Sickness (* is included in classification criteria)

  • Time for:
    • Symptom debut
    • Diagnosis
  • * Subjective symptoms of dryness
    • *Eyes
      • Daily dry eyes for at least 3 months or
      • Repeated feeling of debris in the eyes
      • Do you use artificial fog fluid at least 3 daily
    • *Mouth
      • Daily feeling of dry mouth for at least 3 months
      • Must drink often to swallow dry foods

Other symptoms

* Investigational Findings

  • * Tear production is reduced
    • Schirmers test less than 5mm on at least one of the eyes
    • Staining score (corneal examination by ophthalmologist)
  • * Saliva (saliva) production is reduced
    • Dry mouth and drink for dry food
  • * Antibody (SSA = Sjøgren's Syndrome A) is present
  • * Focus score on salivary gland biopsy (lip) shows at least 1 foci / 4 square millimeter
    • Tongue sticking, sialometry less than 1,5ml / 15min).

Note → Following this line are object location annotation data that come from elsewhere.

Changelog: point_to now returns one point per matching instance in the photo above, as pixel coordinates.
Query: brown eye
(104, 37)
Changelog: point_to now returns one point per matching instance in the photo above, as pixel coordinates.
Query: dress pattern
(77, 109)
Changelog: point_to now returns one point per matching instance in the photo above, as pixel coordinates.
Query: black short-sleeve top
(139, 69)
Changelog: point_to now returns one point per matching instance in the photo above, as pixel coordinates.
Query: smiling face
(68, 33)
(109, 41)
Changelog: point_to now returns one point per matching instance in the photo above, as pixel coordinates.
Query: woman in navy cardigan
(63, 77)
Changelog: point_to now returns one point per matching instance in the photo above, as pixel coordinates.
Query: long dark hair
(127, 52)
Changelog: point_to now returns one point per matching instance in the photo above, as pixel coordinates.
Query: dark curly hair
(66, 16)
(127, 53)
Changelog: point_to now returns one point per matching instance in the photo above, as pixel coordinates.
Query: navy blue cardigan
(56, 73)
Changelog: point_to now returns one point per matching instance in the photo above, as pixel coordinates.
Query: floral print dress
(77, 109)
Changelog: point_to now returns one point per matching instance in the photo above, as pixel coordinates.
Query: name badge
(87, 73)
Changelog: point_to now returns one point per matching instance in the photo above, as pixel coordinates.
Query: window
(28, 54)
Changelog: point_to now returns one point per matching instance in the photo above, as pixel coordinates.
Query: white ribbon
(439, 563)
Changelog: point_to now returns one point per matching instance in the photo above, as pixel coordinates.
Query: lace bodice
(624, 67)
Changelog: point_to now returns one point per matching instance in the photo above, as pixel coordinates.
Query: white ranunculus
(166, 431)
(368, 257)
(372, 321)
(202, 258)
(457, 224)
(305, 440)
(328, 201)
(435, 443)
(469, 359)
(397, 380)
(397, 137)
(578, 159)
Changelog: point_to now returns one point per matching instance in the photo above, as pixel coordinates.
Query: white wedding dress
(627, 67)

Vaginal dryness

Other investigations

  • Weight (reference for later)
  • Palpate:
    • Gland glands
    • Submandibularis glands
    • Lymph nodes on the neck
  • Look in the mouth
  • Heart (rhythm, murmur)
  • Lungs (crepitations)
  • Blood pressure
  • Skin (often dry skin, eczema, purpura)
  • Arthritis (Arthritis)
  • Neurological (sensibility, neuralgia, movements)
  • Schirmer's test (can be performed by a nurse at the rheumatological department)
    • Less than 5mm moisture bilaterally (5mm or lower in just one eye is less specific, but sufficient for classification criteria), more than 10mm is normal
  • Sialometry / Unstimulated Saliva Measurement (Can be Performed by Nursing at Rheumatology Department)
    • Do not drink, eat or chew gum last hour before the examination
    • The patient is at ease
    • Measured over 15 min
    • Less than 1,5ml / 15 is pathologically low

Additional investigation that can be considered

Blood tests

  • SSA (Sjøgrens Syndrome A, Ro antibody) in high titer (over 240) at most. SSA also occurs at SLE and Myositis (often lower titer) and in many healthy ones
  • SSB (Sjøgrens syndrome B, La antibody) occurs with SSA at less than 50%
    • Both SSA and SSB dispose of fetal heart block in fetus in the event of pregnancy
  • Sedimentation rate (ESR) often high at high IgG (common)
  • CRP (often low)
  • TSH, f-T4 (concomitant hypothyroidism),
  • Calcium in high values ​​(hyperparathyroid function can cause drowsiness, nausea and pain)
  • ALT, creatinine, p-amylase (pancreatitis component), CK (myositite component), electrophoresis, complement factors C3 and C4.

Urine-stix

  • To exclude nephritis (more typically by SLE) and glucosuria

Radiological

Lymphoma risk at Sjögren's syndrome

Risk factors for Non-Hodgkin's lymphoma include persistently low numbers of lymphocytes (leukocytes) in blood and low complement factors C3 and C4 (reference: Jonsson MW, 2012).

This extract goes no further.